2019年10月の消費税増税の財源等をもとに、2020年4月、高等学校等就学支援金の支給上限額の引上げ等の制度改正(私立高等学校授業料の実質無償化)が行われるともに、高等教育の修学支援新制度が開始されました。
両制度は、学費の軽減を目的として給付される補助金であるという点では共通しているのですが、制度上、支援の対象とする相手方が異なっていることから、会計処理も異なったものになる点に注意が必要です。
◆高等学校等就学支援金
「高等学校等就学支援金の支給に関する法律」第7条の規定により、学校による就学支援金の受領は、「代理受領」とされています。つまり、本来、生徒が受領すべきものについて、事務手続上、高等学校が生徒に代わって受領しているということになりますので、受領した就学支援金は、学校法人の事業活動収入として計上されることはなく、預り金の収支として取り扱われることになります。
◆高等教育の修学支援新制度
本制度は、「大学等における修学の支援に関する法律」に基づくものですが、授業料等の減免を実施した大学等に対して、減免に要する費用について交付金を交付するものとされています。つまり、制度上、支援の対象としているのは、大学等ということになりますので、受領した交付金は、学校法人の事業活動収入として会計処理されることになります。
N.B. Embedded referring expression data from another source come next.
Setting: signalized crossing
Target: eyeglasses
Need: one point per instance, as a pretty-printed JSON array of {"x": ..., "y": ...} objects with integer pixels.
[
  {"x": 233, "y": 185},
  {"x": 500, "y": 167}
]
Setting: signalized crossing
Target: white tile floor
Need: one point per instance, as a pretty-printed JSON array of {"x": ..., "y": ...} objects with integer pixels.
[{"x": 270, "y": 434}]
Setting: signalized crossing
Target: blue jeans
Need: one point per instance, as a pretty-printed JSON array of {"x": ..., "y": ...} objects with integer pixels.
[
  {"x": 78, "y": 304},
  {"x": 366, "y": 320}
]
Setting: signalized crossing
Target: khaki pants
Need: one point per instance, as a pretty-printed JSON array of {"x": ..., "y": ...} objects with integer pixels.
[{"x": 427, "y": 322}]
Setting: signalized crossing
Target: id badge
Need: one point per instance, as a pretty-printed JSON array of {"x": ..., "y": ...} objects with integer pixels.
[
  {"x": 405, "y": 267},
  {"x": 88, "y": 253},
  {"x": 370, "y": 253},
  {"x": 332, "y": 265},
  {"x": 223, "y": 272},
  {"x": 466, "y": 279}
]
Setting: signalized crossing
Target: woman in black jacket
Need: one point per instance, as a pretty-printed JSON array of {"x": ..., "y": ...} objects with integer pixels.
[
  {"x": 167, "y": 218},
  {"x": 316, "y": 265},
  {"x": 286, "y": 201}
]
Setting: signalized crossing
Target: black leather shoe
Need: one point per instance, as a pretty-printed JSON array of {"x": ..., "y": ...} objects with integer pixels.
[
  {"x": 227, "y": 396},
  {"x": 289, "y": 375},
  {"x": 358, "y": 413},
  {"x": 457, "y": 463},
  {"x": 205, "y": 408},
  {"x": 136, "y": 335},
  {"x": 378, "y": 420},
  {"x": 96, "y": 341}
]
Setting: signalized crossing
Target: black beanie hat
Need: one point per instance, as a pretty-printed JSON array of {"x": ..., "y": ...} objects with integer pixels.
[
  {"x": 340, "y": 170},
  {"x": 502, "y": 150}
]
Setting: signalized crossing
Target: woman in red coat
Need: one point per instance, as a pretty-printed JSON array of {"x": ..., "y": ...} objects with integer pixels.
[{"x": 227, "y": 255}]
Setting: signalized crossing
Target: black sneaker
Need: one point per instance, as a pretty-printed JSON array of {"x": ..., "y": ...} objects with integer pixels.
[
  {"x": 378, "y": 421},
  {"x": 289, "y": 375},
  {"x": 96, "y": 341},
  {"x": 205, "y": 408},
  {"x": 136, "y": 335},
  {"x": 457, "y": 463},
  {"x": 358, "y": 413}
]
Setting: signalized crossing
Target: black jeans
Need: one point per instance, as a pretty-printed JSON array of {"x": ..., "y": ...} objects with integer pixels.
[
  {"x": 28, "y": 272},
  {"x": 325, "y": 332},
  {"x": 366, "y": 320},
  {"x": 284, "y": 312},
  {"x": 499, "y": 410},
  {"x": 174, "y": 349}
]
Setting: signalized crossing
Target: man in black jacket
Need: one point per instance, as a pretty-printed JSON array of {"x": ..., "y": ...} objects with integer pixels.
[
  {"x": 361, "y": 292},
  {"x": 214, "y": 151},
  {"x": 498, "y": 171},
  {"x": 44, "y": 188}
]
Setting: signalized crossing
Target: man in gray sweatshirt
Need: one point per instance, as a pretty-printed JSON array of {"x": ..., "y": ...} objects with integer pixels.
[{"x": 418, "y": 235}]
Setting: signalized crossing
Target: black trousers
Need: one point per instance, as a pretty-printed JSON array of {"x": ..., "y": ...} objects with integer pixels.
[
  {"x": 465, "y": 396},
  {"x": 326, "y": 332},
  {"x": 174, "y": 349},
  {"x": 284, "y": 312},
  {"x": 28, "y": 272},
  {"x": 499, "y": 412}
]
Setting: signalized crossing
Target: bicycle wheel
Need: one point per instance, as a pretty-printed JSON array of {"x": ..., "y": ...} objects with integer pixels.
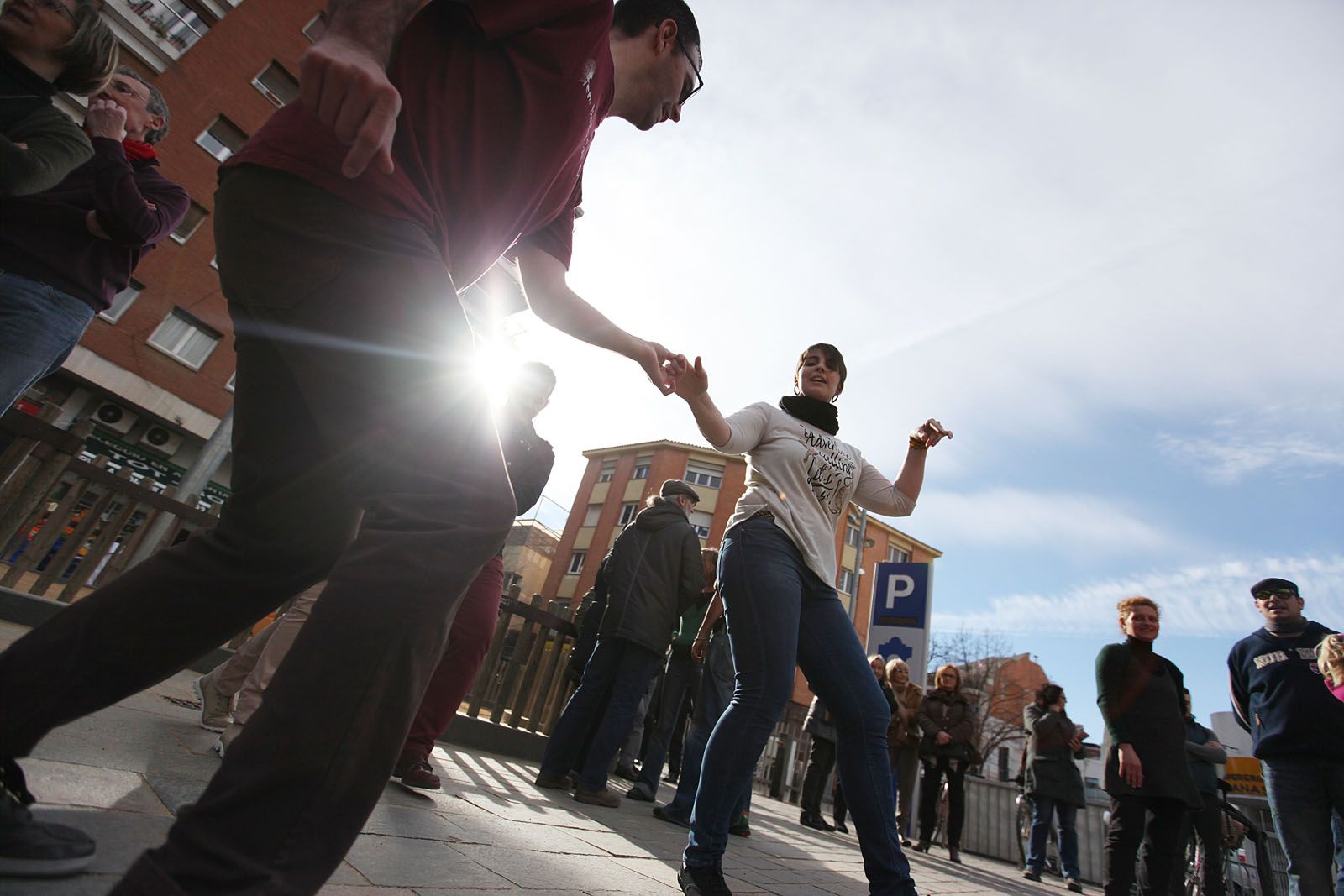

なお、会計処理については、2019年11月25日付けの文部科学省高等教育局事務連絡「高等教育の修学支援新制度説明会におけるお問合せと回答について(追加連絡)」において、授業料等減免及び授業料減免に対する交付金の交付を収支両建てにより計上する方法が示されています。
以上を踏まえ、両者の会計処理をまとめると、下表のとおりとなります。
【授業料50に対して10の減免を行う場合】
制度 |
支援の対象 |
会計処理 |
高等学校等就学支援金 |
生徒 |
(生徒から就学支援金を差し引いた額の入金を受ける場合) ・支援金の入金時 (借)現金預金(支払資金) 10(貸)預り金(受入収入)10 ・授業料の入金時 (借)現金預金(支払資金) 40(貸)授業料(収入) 40 |
高等教育の修学支援新制度 |
大学等 |
・授業料の入金時 (借)現金預金(支払資金) 40(貸)授業料(収入) 40 ・授業料の減免時 (借)奨学費(支出) 10(貸)授業料(収入) 10 ・交付金の入金時 (借)現金預金(支払資金) 10(貸)補助金(収入)(注)10 |
(注)大学、短大、高専は国庫補助金、専修学校は地方公共団体補助金。